I would like to highlight another important initiative pursued by the AU Commission through implementation of quick impact/peace strengthening projects. On the ground, this is effected through the AU Liaison Offices, providing support to the post-conflict activities in the Central African Republic, Madagascar and Guinea Bissau in 2016. In the same vein, the AU flagship mission namely the African Union Mission in Somalia (AMISOM), has made significant achievements in channeling support to quick impact projects in the liberated and recovered areas of Somalia. These projects include strengthening health systems, provisions of clean water, support for human rights, rule of law and education. In this context, it is worthwhile to call upon the UN, particularly through its Peacebuilding Commission to enhance support to these efforts.
Furthermore, as the AU continues to reflects on PCRD and peacebuilding efforts, looking back the experience of the last ten years, the need is felt to shift from the current top-down, approach to a more people-centred paradigm with a specific focus on peace dividends, even delivering them within the reduced conflict environment, especially in support of women and youth.
I would like to seize opportunity of our meeting to highlight the fact that there has been limited interaction between the PSC and UNSC on the issue of peacebuilding. Hence, this is one of the issues that our two Councils can take forward. Allow me also to highlight the fact that the AU Liaison Offices and UN field offices are often not well coordinated on matters of PCRD and peacebuilding.

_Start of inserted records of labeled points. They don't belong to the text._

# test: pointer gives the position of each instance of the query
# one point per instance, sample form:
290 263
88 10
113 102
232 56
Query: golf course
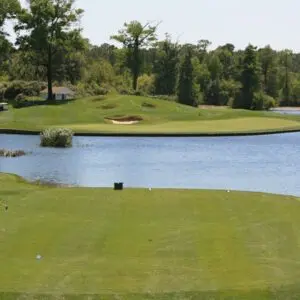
78 243
95 115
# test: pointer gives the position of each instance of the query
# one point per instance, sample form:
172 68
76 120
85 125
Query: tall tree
269 68
165 67
250 78
47 28
8 9
134 36
286 63
186 80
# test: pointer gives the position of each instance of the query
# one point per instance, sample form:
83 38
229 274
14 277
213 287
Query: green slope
159 116
140 244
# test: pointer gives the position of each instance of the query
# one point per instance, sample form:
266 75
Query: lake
257 163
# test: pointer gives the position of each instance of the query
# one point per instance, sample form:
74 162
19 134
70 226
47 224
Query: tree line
50 48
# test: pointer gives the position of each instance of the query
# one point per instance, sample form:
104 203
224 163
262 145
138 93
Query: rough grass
167 117
141 244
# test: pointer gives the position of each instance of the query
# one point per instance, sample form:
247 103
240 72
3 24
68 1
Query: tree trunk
49 74
136 65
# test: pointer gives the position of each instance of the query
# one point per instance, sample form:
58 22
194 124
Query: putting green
253 124
90 115
141 244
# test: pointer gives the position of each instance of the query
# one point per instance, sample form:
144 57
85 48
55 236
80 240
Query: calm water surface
259 163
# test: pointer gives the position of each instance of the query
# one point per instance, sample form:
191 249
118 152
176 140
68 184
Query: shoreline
145 134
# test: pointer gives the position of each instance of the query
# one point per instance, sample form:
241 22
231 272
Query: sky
240 22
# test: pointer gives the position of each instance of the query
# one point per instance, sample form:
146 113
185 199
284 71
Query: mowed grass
141 244
159 116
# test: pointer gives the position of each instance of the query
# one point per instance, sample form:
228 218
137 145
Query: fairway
141 244
91 115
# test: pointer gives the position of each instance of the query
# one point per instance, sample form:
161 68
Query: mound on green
141 244
92 115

One can only emphasize the need for our two Organizations to work in a well-coordinated manner to achieve the expected results.
Managing the multiple actors in post-conflict settings remains a major challenge that often increases the transaction cost on host governments as they are compelled to engage several actors often with limited human resources and not necessarily working in synergy. The interface between national, regional and international actors remains a challenge. Within the framework of implementing the PCRD Policy, there is a need to anchor all activities in the national vision as defined by the concerned post-conflict country.
Indeed, limited financial and human resources continue to confront the implementation of the AU PCRD and peacebuilding activities. While the Liaison Offices have been instrumental in the implementation of quick impact projects and peace strengthening projects, they are largely constrained by inadequate of financial resources and limited technical expertise. It is for this reason that in 2013 the AU launched the African Solidarity Initiative based on the notion of Africa-Helping-Africa, with a view to enhancing efforts to mobilize resources from within the continent.
Within the framework of collaboration between the Commission and the UN Peacebuilding Commission, there should be a process of joint PCRD and peacebuilding programming, including formulation of common objectives among the stakeholders, namely AU, RECs/RMs, UN, International Financial institutions (IFIs), bilateral partners, among others.
Although the International Support Group concept exists, consultative processes on PCRD and peacebuilding on the continent are ad hoc with no general mechanism or partnership forum on these activities. We need to address this challenge.
To conclude, I would like to emphasize that knowledge and coordinated planning and implementation of PCRD and peacebuilding activities must be part of our guidelines. Let me also say that effective implementation of PCRD and peacebuilding is one of the sure ways of preventing relapse and sustaining peace and development.
I thank you for your kind attention.